I'm (kind of) crawling URLs, many of them identifying the content using query strings, e.g., YouTube videos. Often only a small subset of keys used in the query string are used to identify the content, sometimes the whole query string is not important at all. For example, in most YouTube URLs, query string key v specifies the video, while hd, if present and set to 1, plays the same video in HD.

I now like to find out which of the key in the query string are indeed important for the content. For this, I currently compare the page corresponding to a original URL (e.g., http://www.youtube.com/watch?v=kA0pkemJxMc&hd=1) to the pages I receive if I remove each individual query string key step by step (http://www.youtube.com/watch?v=kA0pkemJxMc and http://www.youtube.com/watch?hd=1). If the pages are the same, I argue that the key was not important.
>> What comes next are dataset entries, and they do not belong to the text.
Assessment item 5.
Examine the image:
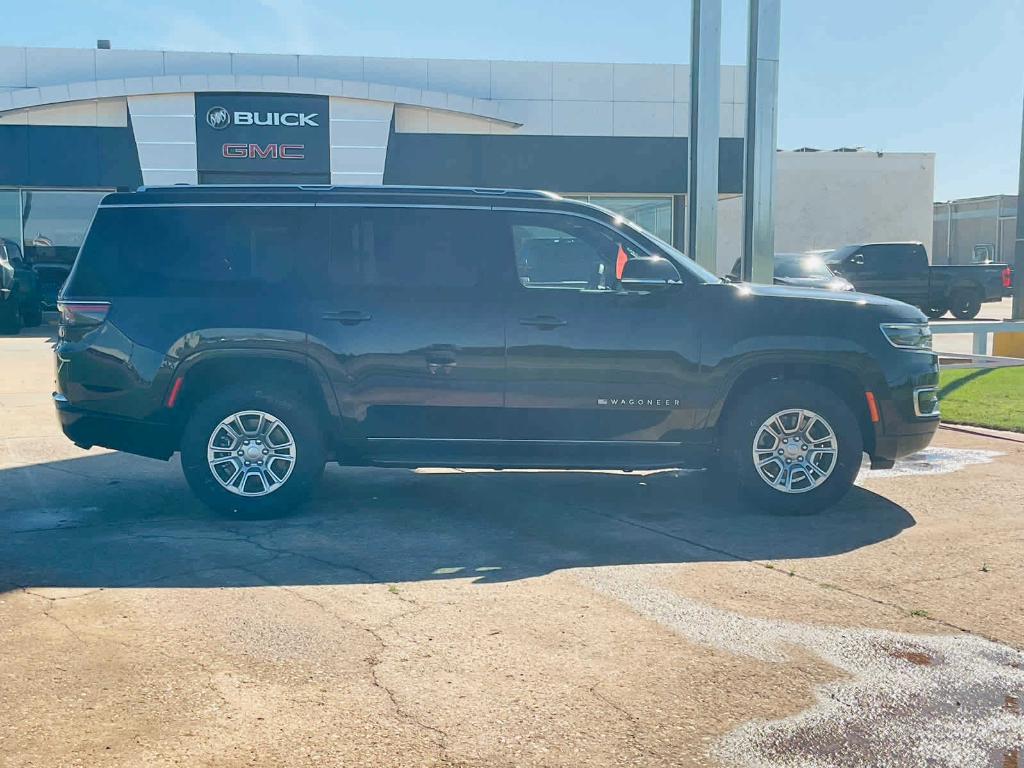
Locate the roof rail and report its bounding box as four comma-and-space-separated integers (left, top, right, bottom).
136, 183, 559, 200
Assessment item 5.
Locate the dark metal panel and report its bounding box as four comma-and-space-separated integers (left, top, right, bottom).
0, 125, 142, 187
384, 133, 742, 194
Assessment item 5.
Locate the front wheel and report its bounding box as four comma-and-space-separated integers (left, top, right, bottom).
720, 380, 863, 514
181, 384, 326, 517
949, 291, 981, 319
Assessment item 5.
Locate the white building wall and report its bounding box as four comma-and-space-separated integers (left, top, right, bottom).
718, 152, 935, 272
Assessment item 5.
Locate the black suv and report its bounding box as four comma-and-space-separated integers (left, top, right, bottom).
54, 186, 938, 513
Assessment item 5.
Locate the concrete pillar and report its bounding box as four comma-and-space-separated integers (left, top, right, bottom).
686, 0, 722, 271
741, 0, 781, 284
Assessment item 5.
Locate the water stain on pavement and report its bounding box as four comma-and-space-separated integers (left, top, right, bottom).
578, 565, 1024, 768
857, 445, 1002, 483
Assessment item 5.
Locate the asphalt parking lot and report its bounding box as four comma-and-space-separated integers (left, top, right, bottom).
6, 325, 1024, 768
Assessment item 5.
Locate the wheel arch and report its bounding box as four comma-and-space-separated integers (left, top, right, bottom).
164, 349, 340, 445
709, 361, 876, 455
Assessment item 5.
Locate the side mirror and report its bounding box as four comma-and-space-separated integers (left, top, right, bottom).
618, 256, 682, 288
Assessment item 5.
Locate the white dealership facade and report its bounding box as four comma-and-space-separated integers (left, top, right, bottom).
0, 47, 934, 271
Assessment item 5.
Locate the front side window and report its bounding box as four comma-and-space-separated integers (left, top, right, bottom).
510, 213, 644, 291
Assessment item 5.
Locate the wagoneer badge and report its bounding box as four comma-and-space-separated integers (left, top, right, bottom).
597, 397, 683, 408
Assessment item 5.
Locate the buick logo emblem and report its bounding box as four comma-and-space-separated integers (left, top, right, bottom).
206, 106, 231, 131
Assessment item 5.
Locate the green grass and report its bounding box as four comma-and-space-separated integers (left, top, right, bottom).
939, 367, 1024, 432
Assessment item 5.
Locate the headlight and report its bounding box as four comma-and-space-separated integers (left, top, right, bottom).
880, 323, 932, 349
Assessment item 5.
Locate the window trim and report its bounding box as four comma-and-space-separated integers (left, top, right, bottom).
88, 201, 703, 285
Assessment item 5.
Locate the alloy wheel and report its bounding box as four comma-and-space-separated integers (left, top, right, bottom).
753, 409, 839, 494
207, 411, 295, 497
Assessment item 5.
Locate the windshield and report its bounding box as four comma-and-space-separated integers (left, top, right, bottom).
775, 253, 833, 279
612, 218, 722, 283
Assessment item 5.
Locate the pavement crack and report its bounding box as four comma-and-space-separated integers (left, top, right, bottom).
581, 507, 1022, 650
22, 587, 86, 645
587, 684, 658, 758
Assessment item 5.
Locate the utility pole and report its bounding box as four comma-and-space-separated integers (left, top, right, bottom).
1010, 91, 1024, 319
686, 0, 722, 272
741, 0, 781, 284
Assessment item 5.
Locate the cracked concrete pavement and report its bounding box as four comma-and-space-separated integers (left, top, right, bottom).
0, 327, 1024, 767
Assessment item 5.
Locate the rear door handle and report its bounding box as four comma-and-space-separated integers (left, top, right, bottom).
519, 314, 565, 331
323, 309, 373, 326
427, 349, 458, 376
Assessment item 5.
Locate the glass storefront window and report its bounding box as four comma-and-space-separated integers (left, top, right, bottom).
22, 189, 106, 264
0, 189, 22, 250
566, 195, 672, 243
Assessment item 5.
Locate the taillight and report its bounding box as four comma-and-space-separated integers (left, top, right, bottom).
57, 301, 111, 328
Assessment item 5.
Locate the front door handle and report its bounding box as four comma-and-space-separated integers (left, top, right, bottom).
323, 309, 373, 326
427, 350, 457, 376
519, 314, 565, 331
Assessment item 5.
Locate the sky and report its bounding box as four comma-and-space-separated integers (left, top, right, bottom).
0, 0, 1024, 200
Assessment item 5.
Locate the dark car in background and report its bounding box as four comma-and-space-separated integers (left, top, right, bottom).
53, 186, 939, 514
728, 253, 854, 291
0, 238, 43, 333
824, 243, 1013, 319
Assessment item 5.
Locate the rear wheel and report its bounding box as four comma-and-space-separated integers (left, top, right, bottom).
949, 290, 981, 319
720, 380, 863, 514
181, 384, 325, 517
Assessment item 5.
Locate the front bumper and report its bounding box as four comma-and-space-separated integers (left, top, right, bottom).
871, 352, 939, 469
53, 392, 175, 459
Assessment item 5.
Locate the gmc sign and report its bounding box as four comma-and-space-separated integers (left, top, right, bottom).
220, 144, 306, 160
196, 93, 331, 183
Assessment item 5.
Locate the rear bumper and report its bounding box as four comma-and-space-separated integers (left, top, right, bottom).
53, 392, 175, 459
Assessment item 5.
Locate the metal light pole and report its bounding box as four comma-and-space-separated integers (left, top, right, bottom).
686, 0, 722, 272
741, 0, 781, 283
1011, 93, 1024, 319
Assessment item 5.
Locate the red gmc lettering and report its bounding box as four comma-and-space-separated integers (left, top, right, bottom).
220, 144, 306, 160
249, 144, 278, 160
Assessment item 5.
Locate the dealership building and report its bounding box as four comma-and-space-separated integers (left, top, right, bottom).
0, 47, 934, 271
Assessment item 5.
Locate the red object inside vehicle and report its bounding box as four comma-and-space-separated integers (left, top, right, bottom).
615, 245, 630, 280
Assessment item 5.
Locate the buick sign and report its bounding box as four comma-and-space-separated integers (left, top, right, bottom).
206, 106, 231, 131
196, 92, 331, 184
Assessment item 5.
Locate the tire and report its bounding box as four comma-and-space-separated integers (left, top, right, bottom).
22, 304, 43, 328
0, 299, 22, 336
719, 380, 863, 514
949, 290, 981, 319
180, 383, 326, 518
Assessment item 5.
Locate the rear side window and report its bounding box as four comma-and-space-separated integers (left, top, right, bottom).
329, 207, 496, 291
67, 207, 327, 298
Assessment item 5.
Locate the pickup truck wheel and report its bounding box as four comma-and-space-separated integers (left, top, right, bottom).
949, 291, 981, 319
721, 380, 863, 514
181, 385, 326, 517
22, 304, 43, 328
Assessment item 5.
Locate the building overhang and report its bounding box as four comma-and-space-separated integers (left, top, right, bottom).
0, 75, 522, 128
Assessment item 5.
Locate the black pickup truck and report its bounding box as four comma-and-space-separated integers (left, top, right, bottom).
824, 243, 1013, 319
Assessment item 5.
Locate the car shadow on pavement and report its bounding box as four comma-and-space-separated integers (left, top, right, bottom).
0, 454, 914, 589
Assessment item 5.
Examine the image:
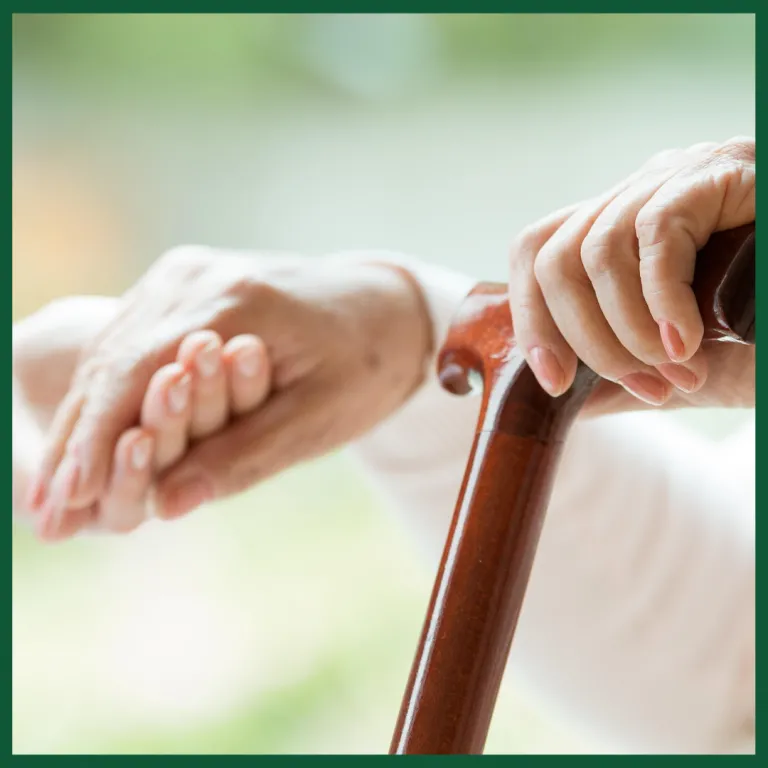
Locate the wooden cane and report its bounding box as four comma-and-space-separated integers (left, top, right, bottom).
390, 224, 755, 754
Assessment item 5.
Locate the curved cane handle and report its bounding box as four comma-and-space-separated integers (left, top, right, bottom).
390, 224, 755, 754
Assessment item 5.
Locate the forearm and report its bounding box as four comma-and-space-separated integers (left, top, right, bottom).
355, 255, 754, 752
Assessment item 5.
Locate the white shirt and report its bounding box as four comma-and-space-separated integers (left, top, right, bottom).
355, 254, 755, 753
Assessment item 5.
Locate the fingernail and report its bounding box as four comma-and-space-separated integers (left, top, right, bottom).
168, 373, 191, 414
195, 341, 221, 379
131, 437, 152, 472
235, 347, 260, 378
659, 320, 685, 363
530, 347, 565, 395
656, 363, 699, 393
159, 477, 213, 519
619, 373, 670, 405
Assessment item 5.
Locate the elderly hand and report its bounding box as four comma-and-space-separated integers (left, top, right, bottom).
30, 247, 431, 536
509, 138, 755, 412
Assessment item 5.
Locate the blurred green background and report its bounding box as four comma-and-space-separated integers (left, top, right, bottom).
13, 14, 755, 753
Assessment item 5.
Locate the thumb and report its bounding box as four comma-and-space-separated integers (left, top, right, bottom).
152, 384, 334, 520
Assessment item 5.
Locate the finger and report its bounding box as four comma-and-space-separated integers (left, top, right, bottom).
155, 384, 326, 519
509, 206, 577, 397
581, 168, 676, 365
224, 334, 271, 416
37, 504, 98, 542
27, 389, 83, 511
534, 199, 670, 405
635, 139, 755, 363
177, 331, 229, 438
141, 363, 192, 471
656, 348, 708, 395
59, 350, 160, 507
37, 456, 80, 540
98, 427, 154, 533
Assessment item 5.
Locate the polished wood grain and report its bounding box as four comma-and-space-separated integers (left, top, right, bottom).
390, 225, 755, 754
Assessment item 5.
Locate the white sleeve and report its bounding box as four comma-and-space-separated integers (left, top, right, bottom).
354, 260, 755, 753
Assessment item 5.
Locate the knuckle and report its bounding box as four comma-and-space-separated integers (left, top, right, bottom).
635, 207, 672, 249
717, 136, 755, 163
533, 247, 565, 288
581, 227, 624, 279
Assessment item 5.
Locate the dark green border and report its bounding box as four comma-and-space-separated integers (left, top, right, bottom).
2, 7, 768, 766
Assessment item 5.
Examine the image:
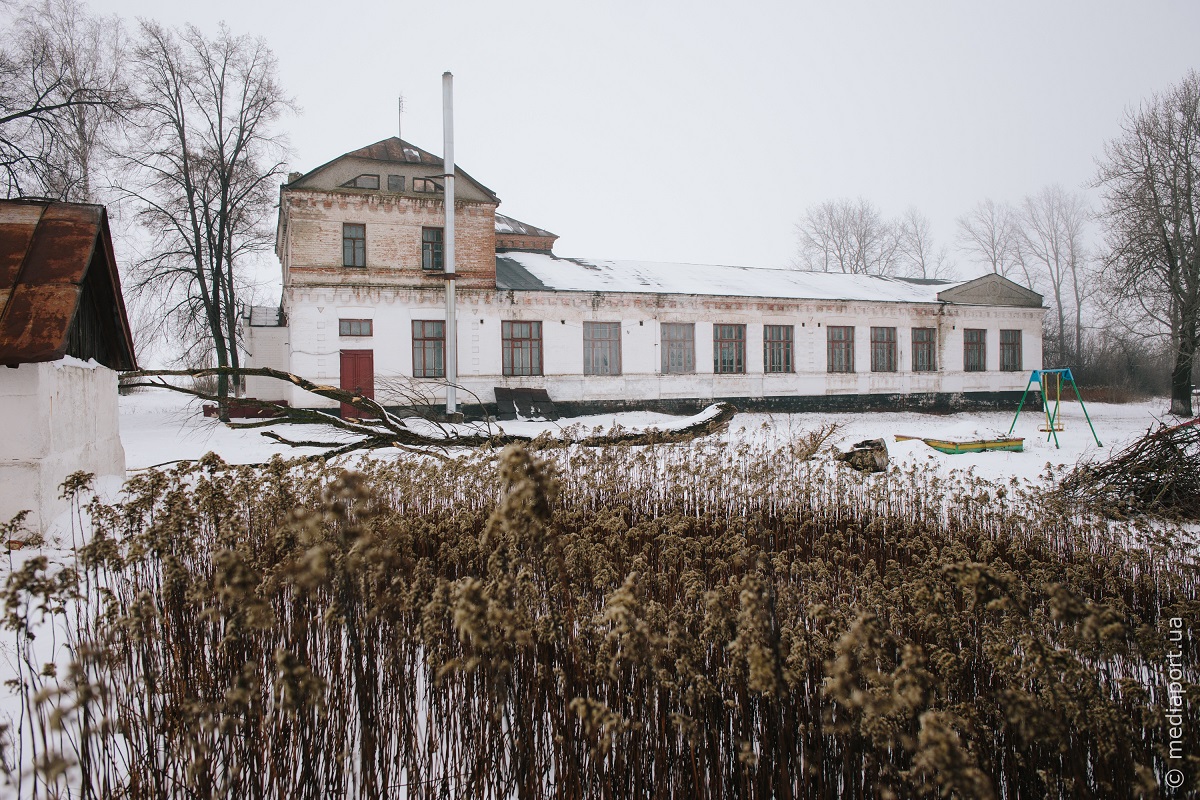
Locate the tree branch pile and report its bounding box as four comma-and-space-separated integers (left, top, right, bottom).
1058, 419, 1200, 521
121, 367, 737, 459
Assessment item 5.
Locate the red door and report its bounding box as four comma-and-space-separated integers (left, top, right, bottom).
342, 350, 374, 419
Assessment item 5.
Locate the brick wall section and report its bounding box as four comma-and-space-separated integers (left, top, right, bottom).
280, 190, 496, 288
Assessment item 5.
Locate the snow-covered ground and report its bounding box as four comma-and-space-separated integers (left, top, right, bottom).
121, 390, 1178, 481
0, 390, 1178, 798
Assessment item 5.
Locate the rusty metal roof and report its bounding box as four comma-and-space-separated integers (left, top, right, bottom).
0, 200, 137, 369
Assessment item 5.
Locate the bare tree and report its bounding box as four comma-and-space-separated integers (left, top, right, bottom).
956, 198, 1019, 277
0, 0, 127, 201
898, 206, 954, 278
796, 198, 900, 275
1018, 186, 1088, 361
125, 22, 292, 417
1097, 71, 1200, 416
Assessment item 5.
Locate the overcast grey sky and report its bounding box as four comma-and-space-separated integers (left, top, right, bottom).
91, 0, 1200, 275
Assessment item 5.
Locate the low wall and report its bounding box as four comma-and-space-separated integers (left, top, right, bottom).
0, 357, 125, 533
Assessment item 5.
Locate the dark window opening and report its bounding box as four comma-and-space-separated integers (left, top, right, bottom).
762, 325, 796, 372
713, 325, 746, 374
583, 323, 620, 375
342, 175, 379, 188
871, 327, 896, 372
421, 228, 445, 270
337, 319, 374, 336
662, 323, 696, 373
826, 325, 854, 372
500, 321, 542, 375
962, 327, 988, 372
1000, 331, 1021, 372
342, 222, 367, 266
413, 178, 445, 194
413, 319, 446, 378
912, 327, 937, 372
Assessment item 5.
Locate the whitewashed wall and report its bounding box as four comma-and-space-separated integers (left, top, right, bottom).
247, 287, 1044, 407
0, 357, 125, 533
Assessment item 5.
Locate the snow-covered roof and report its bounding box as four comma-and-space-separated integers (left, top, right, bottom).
496, 252, 961, 302
496, 213, 558, 239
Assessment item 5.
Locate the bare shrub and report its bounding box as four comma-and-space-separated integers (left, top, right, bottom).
10, 441, 1200, 798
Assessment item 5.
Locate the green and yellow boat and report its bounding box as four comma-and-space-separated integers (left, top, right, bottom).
896, 433, 1025, 456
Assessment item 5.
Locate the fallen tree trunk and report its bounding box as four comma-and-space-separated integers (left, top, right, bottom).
1058, 419, 1200, 521
121, 367, 737, 458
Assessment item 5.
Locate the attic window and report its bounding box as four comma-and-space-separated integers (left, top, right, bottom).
342, 175, 379, 188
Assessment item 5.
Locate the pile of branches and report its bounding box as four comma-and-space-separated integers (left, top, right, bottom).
121, 367, 737, 461
1058, 417, 1200, 521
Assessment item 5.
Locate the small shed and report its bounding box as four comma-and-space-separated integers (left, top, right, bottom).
0, 200, 137, 533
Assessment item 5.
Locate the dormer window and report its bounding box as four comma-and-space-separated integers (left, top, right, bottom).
342, 174, 379, 188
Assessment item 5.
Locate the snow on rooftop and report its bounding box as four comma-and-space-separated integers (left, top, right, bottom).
498, 252, 959, 302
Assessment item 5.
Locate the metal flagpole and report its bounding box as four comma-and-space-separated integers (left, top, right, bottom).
442, 72, 458, 419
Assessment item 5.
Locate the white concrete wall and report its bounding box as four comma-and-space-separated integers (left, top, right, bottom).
252, 285, 1044, 407
242, 325, 292, 401
0, 359, 125, 533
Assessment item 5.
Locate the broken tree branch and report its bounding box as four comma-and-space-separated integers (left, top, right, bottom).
121, 367, 737, 459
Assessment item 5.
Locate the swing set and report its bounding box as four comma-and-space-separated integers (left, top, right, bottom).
1008, 367, 1104, 447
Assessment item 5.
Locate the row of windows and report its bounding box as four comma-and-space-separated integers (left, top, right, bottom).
342, 222, 445, 270
342, 173, 445, 194
338, 319, 1022, 378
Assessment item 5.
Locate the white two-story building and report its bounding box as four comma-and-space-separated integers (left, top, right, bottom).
245, 138, 1044, 415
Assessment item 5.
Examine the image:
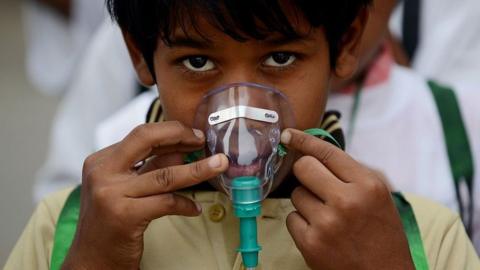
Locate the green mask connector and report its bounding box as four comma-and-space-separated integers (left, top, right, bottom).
232, 176, 262, 269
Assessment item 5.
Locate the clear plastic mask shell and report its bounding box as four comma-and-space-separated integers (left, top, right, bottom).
194, 83, 295, 199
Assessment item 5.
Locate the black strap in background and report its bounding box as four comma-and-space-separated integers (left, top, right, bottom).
135, 82, 150, 96
402, 0, 422, 60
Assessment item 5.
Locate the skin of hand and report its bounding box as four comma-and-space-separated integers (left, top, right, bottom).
62, 121, 228, 269
281, 129, 415, 270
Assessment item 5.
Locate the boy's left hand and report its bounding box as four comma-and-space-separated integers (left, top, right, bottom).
282, 129, 414, 269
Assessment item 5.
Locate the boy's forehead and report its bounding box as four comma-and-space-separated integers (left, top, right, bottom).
168, 13, 318, 47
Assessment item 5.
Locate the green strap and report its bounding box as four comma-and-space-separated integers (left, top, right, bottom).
183, 128, 343, 164
392, 193, 428, 270
428, 81, 474, 235
50, 187, 428, 270
50, 186, 80, 270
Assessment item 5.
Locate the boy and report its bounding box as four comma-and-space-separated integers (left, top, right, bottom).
7, 0, 479, 269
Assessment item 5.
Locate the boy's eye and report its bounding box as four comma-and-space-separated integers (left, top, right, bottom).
182, 56, 215, 72
264, 52, 297, 67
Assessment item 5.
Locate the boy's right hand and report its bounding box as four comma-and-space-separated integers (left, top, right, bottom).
63, 122, 228, 269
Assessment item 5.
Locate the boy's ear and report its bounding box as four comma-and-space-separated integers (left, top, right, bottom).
122, 31, 155, 86
334, 8, 370, 80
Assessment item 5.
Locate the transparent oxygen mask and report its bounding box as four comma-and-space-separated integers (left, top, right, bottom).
194, 83, 294, 269
195, 83, 295, 200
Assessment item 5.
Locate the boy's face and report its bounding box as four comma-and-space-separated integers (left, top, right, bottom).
126, 7, 368, 130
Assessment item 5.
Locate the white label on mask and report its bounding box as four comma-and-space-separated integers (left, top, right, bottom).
208, 106, 278, 126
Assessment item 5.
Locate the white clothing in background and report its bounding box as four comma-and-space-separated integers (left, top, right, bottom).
91, 62, 480, 250
34, 20, 137, 201
95, 89, 158, 150
390, 0, 480, 84
24, 0, 105, 95
327, 66, 480, 250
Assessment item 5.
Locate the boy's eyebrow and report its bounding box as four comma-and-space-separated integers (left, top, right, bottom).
169, 36, 212, 49
264, 35, 313, 46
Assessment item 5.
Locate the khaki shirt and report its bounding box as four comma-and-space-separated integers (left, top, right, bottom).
5, 190, 480, 270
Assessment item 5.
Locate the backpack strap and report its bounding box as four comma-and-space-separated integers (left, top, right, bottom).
428, 81, 474, 236
50, 186, 81, 270
392, 192, 428, 270
50, 186, 428, 270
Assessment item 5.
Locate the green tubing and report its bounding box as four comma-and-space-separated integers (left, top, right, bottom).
232, 176, 262, 269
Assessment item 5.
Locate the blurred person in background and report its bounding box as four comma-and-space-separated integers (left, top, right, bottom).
66, 1, 480, 252
24, 0, 105, 95
327, 1, 480, 250
34, 20, 144, 202
7, 0, 478, 269
390, 0, 480, 84
32, 2, 480, 252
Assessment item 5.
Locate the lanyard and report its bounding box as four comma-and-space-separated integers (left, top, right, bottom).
346, 80, 364, 146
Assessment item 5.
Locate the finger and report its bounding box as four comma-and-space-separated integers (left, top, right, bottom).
287, 211, 308, 250
137, 153, 184, 175
293, 156, 344, 198
114, 121, 205, 169
125, 154, 228, 198
291, 187, 325, 220
281, 129, 365, 182
133, 193, 202, 221
82, 144, 117, 176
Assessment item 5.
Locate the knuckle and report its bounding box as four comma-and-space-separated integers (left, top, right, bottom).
130, 124, 150, 138
336, 197, 359, 213
286, 211, 298, 231
162, 193, 178, 212
364, 178, 387, 195
170, 120, 186, 133
153, 167, 175, 190
294, 134, 309, 149
92, 186, 113, 205
190, 162, 203, 181
317, 214, 340, 229
82, 154, 97, 174
293, 156, 316, 173
317, 145, 335, 164
304, 230, 320, 249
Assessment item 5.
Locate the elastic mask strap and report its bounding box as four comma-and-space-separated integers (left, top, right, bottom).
278, 128, 343, 157
183, 128, 343, 164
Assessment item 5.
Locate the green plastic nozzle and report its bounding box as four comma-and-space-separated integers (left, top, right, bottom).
232, 176, 262, 269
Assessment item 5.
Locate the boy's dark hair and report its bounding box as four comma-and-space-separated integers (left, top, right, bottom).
106, 0, 371, 71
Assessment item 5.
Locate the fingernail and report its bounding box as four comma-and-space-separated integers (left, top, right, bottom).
195, 202, 202, 213
193, 128, 203, 139
208, 155, 222, 169
280, 130, 292, 144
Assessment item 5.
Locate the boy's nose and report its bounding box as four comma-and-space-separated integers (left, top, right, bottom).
221, 66, 265, 85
With that the question is, when are two pages the same? For the time being I test two things: (a) If the title of the pages differ, I assume the pages differ. It's often good enough, but I already stumbled over various websites that always use the same generic title. (b) I extract the visible text for both pages and calculate the top-k most frequent words. If these two sets differ, I assume the pages differ. Works also not that bad, but many pages contain dynamic content (e.g., latest tweets of Facebook messages in a sidebar DIV or something), thus effecting the set of most frequent words.

I guess that there's no 100% fool-proof way to determine the important, i.e., content-defining (maybe this is even open for interpretation), query string keys. However, I wonder how I could improve my mechanism.

Solution

Christian, you have an interesting problem! :-)

You could use the Canonical-Tag as an additional hint. If it is used on the website you are testing AND if it is correctly implemented (which you may check manually before, per page). At first: you would check its target location on the “original URL”. Second step: any page that is returned after skipping some parameters and still pointing to the same canonical URL has probably the same main content.

An additional idea: You already working with term frequency arrays. In my experience you could use something like the levenshtein distance on the top X elements of that arrays to get a softer score on how similar the two documents are. You could define (after some experiments) a threshold of similar enough / not similar enough (or even per page, depending on your exact goal).

[EDIT]

Well, it may not so simple to implement (that depends on your programming skills an experiences) but after reflecting for a while I think you will get the best results if you check the document similarity with help of the term vector model. You could even improve on that if you include HTML-tags to the vectors (in your setting you want to test for the similarity of the whole documents).